If you think about it, all freedoms boil down to just one freedom – the freedom to be oneself. And being a parent (again, specially mothers in a traditional patriarchal families) must take a heavy toll on one’s freedom – for you are no longer doing what you want to do, but are struck looking after those stupid, smelling, needy little creatures that won’t even thank you for the trouble (okay, why are people bothered with those children, again?) The protagonist of this somewhat autobiographical novel is a woman passionate about literature – in fact, so passionate, that literature is only thing that is beautiful to her – literature and sex (okay that is true for me too ); and she doesn’t get much of either struck in her present roles of mother, wife and daughter-in-law.

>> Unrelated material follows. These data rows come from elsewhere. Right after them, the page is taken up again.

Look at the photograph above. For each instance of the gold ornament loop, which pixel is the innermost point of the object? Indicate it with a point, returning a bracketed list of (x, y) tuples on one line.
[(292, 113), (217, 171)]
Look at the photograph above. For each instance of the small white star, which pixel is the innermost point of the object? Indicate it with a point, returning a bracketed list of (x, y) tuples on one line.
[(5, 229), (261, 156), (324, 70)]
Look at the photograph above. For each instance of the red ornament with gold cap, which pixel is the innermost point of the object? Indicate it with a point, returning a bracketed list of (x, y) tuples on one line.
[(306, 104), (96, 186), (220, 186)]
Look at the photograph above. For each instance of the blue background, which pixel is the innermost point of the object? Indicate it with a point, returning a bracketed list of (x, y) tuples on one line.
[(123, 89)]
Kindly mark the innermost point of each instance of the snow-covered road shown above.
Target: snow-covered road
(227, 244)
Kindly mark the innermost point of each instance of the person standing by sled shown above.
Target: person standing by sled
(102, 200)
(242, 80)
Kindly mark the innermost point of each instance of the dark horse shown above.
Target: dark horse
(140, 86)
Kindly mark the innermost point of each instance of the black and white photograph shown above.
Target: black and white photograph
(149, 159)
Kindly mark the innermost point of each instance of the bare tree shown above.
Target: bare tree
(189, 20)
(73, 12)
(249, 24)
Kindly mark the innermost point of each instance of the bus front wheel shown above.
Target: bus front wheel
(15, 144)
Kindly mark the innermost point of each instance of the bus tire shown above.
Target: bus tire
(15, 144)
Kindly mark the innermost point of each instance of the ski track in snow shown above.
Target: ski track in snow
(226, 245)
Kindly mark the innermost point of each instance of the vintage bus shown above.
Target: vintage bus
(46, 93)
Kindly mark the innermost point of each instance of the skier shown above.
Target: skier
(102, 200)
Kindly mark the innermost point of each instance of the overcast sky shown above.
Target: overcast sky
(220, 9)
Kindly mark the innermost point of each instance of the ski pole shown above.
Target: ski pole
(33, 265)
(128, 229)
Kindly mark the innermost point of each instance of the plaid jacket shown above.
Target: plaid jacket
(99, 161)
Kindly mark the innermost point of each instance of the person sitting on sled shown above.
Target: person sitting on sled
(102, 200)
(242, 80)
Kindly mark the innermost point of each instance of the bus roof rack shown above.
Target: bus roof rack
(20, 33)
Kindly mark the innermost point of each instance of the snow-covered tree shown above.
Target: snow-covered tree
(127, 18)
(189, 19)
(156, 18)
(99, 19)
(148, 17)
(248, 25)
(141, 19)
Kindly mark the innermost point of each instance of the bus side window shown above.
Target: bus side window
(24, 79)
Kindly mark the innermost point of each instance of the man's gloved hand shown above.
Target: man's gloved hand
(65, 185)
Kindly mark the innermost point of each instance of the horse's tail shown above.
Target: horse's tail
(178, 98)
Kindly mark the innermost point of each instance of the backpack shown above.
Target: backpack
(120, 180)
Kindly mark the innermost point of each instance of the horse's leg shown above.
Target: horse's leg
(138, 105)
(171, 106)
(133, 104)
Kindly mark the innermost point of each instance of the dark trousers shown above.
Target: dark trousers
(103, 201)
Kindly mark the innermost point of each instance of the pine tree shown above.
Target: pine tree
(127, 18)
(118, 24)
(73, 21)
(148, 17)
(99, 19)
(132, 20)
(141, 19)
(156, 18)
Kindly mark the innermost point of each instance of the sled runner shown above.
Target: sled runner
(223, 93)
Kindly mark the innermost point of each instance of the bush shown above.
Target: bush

But one’s family stands by one in times of need. But what if they are not good at it?
“I can’t remember having done anything in particular to reveal how desperate I was feeling. For some time I’d been containing everything, or so I thought, in a swaying motion that was subtle though intensifying, when, suddenly, I was offered a seat and something cool to drink. Since when did sitting down and having some water get rid of the desire to die? Thanks, Grandma. I’m fine though. But they sat me down and brought me the glass of cool water anyway. These people are going to make me lose it. I wish I had Egon Schiele, Lucian Freud and Francis Bacon for neighbours; then my son could grow up and develop intellectually by learning that there’s more to the world I brought him into than opening old skylights you can’t see out of anyway.”
“I know that when he slides open the door I’ll turn into a black swan, and when he starts shouting I’ll be a castrated duck. Okay, I’m going in. I’ll stop trying to draw blood from a stone. I’ll contain my madness, I’ll use the bathroom. I’ll put my baby to sleep, jerk off my man and postpone my rebellion in favour of a better life. Me, a woman who didn’t want to register her son. Who wanted a son with no record, no identity. A stateless son, with no date of birth or last name or social status. A wandering son. A son born not in a delivery room but in the darkest corner of the woods. A son who’s not silenced with dummies but rocked to sleep by animal cries. What saves me tonight, and every other night, has nothing to do with my husband’s love or my son’s. What saves me is the stag’s golden eye, still staring at me.”
I love it when prose mirrors the feelings of narrator with such intensity – and in my reading, the women authors seem to do it more frequently (Woolf, Plath, Lispector and now this one).